I first had this as an entrée (starter)
in a Greek restaurant probably 15 or so years ago, and it is good easy comfort
food with the contrasts of hot and cold, along with tangy and bland. I cannot
speak to its nutritious value, but it is Mediterranean and so, we can assume that
is good.
A laughing dog
Whilst the strips were being warmed in
the microwave oven, I had taken the container out of the fridge and laid it on my
coffee table, I then returned to the kitchen to get a table knife and I was
already in the living room when I realised, I had a spoon instead of a knife,
that is why I sniggered.
In the many times I do laugh at
myself, the thought of the dish that ran away with the spoon occurred to me
from the Hey Diddle
Diddle nursery rhyme, I can only wonder whoever wrote it must have
sniggered at the absurdity of it all, a cat a fiddle, a cow jumping over the
moon and the dish running away with the spoon.

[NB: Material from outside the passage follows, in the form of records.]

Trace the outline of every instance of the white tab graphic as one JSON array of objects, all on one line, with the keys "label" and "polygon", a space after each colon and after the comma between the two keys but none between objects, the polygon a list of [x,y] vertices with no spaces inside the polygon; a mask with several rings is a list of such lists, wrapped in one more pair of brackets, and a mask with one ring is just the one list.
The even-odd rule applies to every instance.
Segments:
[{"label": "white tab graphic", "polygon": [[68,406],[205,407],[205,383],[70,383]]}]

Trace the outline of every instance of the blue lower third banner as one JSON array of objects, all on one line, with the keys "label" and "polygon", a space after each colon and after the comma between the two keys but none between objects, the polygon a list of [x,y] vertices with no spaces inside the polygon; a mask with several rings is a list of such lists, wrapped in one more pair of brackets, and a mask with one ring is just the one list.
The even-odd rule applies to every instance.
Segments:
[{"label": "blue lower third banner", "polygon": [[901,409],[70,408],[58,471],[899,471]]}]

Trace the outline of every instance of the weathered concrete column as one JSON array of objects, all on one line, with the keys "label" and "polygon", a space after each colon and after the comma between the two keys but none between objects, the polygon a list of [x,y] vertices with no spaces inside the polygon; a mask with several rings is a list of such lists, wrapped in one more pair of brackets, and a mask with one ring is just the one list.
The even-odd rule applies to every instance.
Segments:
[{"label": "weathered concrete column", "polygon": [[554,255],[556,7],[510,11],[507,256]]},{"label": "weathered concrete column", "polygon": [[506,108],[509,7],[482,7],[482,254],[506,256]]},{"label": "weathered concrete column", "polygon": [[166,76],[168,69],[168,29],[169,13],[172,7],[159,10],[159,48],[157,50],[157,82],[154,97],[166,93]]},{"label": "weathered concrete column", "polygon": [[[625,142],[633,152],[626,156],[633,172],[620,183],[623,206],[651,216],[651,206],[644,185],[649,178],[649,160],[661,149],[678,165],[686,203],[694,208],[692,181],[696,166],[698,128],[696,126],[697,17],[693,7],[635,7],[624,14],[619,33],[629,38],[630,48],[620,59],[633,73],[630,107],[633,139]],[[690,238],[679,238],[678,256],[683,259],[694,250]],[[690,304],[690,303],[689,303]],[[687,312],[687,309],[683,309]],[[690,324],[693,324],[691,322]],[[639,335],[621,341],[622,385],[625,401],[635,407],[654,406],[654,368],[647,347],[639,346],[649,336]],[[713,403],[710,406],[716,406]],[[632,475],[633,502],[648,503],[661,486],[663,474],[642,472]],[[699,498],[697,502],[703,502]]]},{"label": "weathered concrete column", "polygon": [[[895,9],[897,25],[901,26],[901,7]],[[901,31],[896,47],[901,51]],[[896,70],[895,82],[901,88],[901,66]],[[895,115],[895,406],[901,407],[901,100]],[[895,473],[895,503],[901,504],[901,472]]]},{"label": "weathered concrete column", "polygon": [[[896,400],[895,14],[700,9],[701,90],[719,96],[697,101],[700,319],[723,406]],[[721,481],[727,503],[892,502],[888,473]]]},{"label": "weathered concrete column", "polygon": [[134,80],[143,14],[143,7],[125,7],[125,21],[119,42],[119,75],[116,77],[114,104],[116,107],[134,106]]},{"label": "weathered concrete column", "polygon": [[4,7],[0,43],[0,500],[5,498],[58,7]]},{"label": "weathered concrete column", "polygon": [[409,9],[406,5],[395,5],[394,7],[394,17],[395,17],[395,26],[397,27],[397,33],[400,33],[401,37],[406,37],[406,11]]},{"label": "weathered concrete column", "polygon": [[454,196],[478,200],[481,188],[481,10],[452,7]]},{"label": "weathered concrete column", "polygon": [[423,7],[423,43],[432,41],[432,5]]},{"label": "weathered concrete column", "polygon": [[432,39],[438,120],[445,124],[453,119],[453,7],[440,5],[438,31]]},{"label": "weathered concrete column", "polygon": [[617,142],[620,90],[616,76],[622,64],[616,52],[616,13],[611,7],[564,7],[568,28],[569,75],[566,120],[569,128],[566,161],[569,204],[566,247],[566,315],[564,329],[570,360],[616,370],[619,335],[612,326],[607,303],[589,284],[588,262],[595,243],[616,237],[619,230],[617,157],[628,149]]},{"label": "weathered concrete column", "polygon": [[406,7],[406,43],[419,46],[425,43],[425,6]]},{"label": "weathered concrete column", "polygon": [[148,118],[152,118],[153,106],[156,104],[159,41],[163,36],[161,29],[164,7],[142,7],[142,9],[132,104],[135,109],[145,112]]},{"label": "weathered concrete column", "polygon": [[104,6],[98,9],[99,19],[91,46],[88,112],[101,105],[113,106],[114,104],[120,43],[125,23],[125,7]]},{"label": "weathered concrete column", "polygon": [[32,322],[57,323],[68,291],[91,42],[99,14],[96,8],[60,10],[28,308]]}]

To the audience of one, the dog
that saw it all and laughed at the sport.
Knife and spoon
All that silliness inspired this as
first, I had one pitta that spooned taramasalata onto with a knife, as to have
knifed it onto the pitta would have given the impression of a stabbing, I guess
in this case, you spoon with a knife. Then the second pitta in strips was dipped
in the container as this was my third helping from the container and there wasn’t
much left to spoon.
I am surprised I picked up a spoon
from my cutlery tray in the kitchen drawer as the spoons are in the middle, the
knives to the right, the forks to the left and the teaspoons at the bottom. It
was neither a case of absentmindedness nor forgetfulness, more of a momentary
absence of awareness which triggered a feeling of mirth and without a cat, a
cow, or a dog to enter my circus of levity, I eventually walked away with a knife
and not a spoon.
Note: I could not find a rendition of
the nursery rhyme in the way I was taught, and I remember it, none of the
versions I heard on YouTube are remotely close to what I remember. I guess I need to get on with my piano lessons and play this out myself.